Im Naturpark Hochmoor gerät man leicht außer Atem: 108 Stufen aus verzinktem Gitterrost führen durch eine Doppelreihe von insgesamt 58 mächtigen Fichtenstämmen auf eine Plattform. 42,10 Meter lang, 2,70 Meter schmal ist die Himmelsleiter, eher eine Himmelstreppe, oder doch ein Weg? Jedenfalls ist sie lang und steil.Alle 2,55 Meter gibt es ein Podest, ganz oben zwingt ein Knick zum Richtungswechsel. Eine frische Brise klärt die Gedanken. Man kann sich über die Brüstung lehnen, in die Tiefe, den Wald, das Moor blicken und an Baumwipfeln entlang promenieren. Kinder galoppieren, laufen oder hüpfen und fühlen sich wie zu Hause. Ihrer ist das Himmelreich. Dieses hier ist robust und gut verortet. 7.600 Kilometer von New York entfernt, zwei Kilometer von Schrems, 8,2 von Gmünd, 150 von Prag. Personenbeschränkung gibt es keine.

Mehr Landschaft als Aussicht

„Die Himmelsleiter ist sehr untypisch für einen Aussichtsturm. Meistens sind diese quadratisch und stehen auf einer Anhöhe.
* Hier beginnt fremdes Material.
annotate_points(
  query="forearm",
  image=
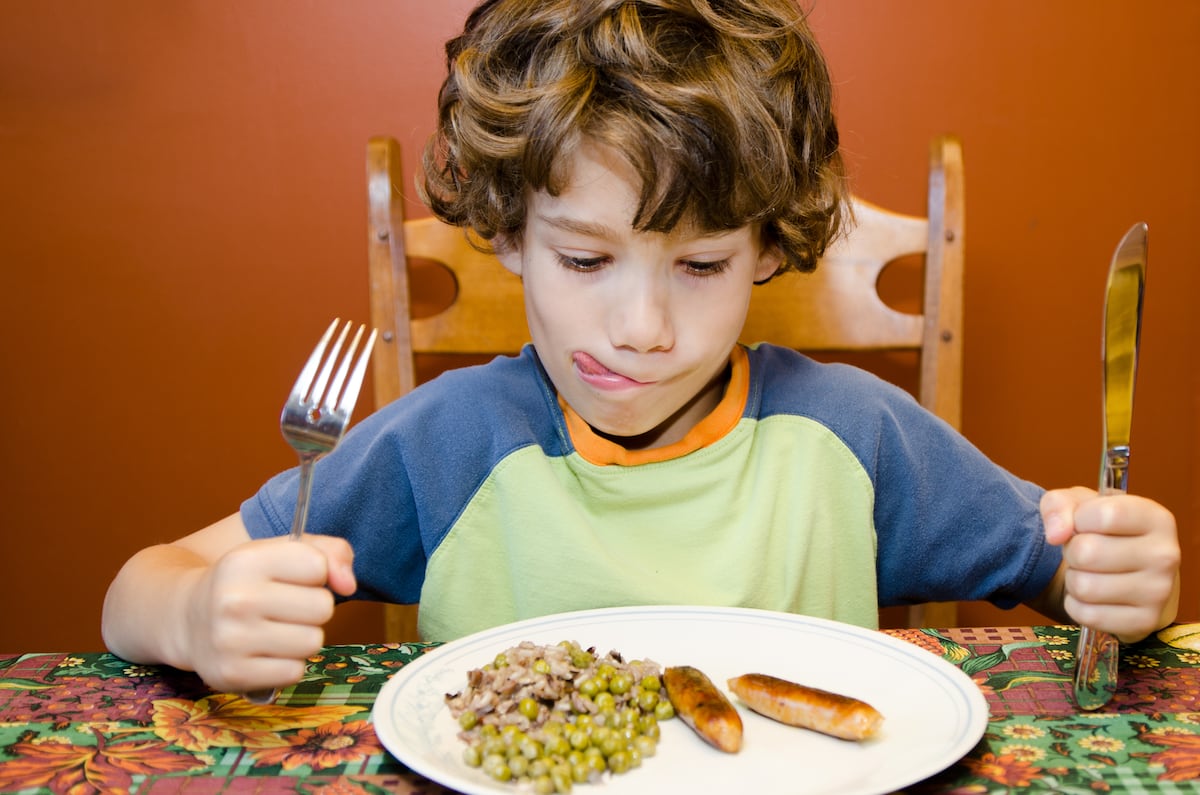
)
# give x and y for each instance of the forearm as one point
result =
(145, 609)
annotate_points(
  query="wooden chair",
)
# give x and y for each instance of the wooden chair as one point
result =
(838, 310)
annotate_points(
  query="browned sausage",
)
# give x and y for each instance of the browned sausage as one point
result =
(703, 707)
(807, 706)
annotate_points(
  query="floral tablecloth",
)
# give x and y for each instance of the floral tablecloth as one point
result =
(94, 723)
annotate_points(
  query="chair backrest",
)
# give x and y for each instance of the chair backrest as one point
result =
(838, 308)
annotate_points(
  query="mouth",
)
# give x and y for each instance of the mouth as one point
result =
(593, 372)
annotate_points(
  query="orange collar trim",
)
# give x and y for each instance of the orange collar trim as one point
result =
(601, 452)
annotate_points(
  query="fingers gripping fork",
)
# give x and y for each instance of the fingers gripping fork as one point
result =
(316, 414)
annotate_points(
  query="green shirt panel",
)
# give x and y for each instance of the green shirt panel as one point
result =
(719, 526)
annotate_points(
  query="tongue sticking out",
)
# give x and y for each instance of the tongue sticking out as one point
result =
(588, 365)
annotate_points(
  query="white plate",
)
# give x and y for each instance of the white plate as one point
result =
(934, 713)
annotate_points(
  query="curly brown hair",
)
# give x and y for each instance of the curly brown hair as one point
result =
(724, 108)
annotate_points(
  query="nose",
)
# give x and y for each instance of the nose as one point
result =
(641, 318)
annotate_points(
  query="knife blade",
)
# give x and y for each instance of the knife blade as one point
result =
(1097, 655)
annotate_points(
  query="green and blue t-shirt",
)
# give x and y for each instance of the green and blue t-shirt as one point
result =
(811, 488)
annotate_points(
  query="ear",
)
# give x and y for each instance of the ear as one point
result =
(771, 258)
(508, 251)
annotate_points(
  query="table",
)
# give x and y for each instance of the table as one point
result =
(94, 723)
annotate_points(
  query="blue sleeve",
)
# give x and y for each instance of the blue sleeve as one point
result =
(951, 524)
(400, 478)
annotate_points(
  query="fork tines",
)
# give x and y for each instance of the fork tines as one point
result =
(341, 393)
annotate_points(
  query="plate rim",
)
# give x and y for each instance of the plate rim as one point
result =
(976, 716)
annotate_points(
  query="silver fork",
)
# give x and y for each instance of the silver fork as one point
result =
(315, 417)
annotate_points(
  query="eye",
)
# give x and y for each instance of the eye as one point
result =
(582, 264)
(706, 268)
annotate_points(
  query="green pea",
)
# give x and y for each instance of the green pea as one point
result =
(619, 761)
(528, 707)
(562, 777)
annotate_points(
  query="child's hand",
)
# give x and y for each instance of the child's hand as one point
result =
(258, 611)
(1121, 560)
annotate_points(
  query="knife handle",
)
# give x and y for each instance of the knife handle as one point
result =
(1115, 470)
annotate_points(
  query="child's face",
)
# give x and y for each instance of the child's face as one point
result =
(634, 328)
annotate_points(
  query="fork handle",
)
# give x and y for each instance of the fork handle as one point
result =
(300, 520)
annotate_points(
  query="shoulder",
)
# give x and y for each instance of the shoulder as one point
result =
(507, 401)
(791, 382)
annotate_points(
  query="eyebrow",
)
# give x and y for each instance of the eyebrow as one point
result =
(594, 229)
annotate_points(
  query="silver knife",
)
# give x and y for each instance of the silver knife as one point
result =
(1096, 659)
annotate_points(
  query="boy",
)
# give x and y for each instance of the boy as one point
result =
(640, 165)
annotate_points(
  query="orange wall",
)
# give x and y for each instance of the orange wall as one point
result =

Hier gibt es keinen Berg, alles ist eben“, sagt Johann Zehetgruber, der die Statik des Objekts berechnete. Jedes fünfte Fichtenstammpaar ist mit Querhölzern und Diagonalstreben aus Stahl ausgesteift. Das sieht aus wie eine Leiter und ist als Fachwerk statisch essenziell. Die Aussichtsplattform steift in Querrichtung aus, die Treppe übernimmt die Längsaussteifung. Der Weg zum Himmel trägt also den Himmel mit.Im Jahr 2000 schrieb die Gemeinde Schrems einen Architekturwettbewerb für ein Wahrzeichen aus und bekam daraufhin die Himmelsleiter. Architekt Manfred Rapf entwarf das faszinierend archaische Objekt am Grat zwischen Skulptur und Bauwerk. 2001 folgte die baubehördliche Bewilligung, sie attestierte ihm eine Gesamthöhe von 18,40 Meter. Im Naturschutzbescheid sind 19,50 Meter vermerkt. Die Höhe des Himmels lässt sich nicht so leicht bestimmen: Alles eine Frage der Perspektive. Alle 58 Fichten stammen aus dem Gemeindegebiet, jede ein Baum von 26 bis 27 Metern. Lärche hätte der Witterung besser getrotzt, aber die wächst nicht in Schrems. „Der Specht liebt das Teil“, sagt Stadtamtsdirektorin Claudia Trinko. „Die Kollegen vom Bauhof prüfen jedes Spechtloch, inwieweit es die Statik beeinträchtigt.“ Einmal musste ein Stamm wegen der Fülle an Löchern getauscht werden, einmal erforderten Wespennester das Sperren der Treppe. Auch Vandalismus kommt vor. Deshalb schaut ein Mitarbeiter vom Unterwasserreich regelmäßig vorbei. Auf den Himmel muss man achten.

Der Blick auf das Hochmoor ist wie ein Versprechen.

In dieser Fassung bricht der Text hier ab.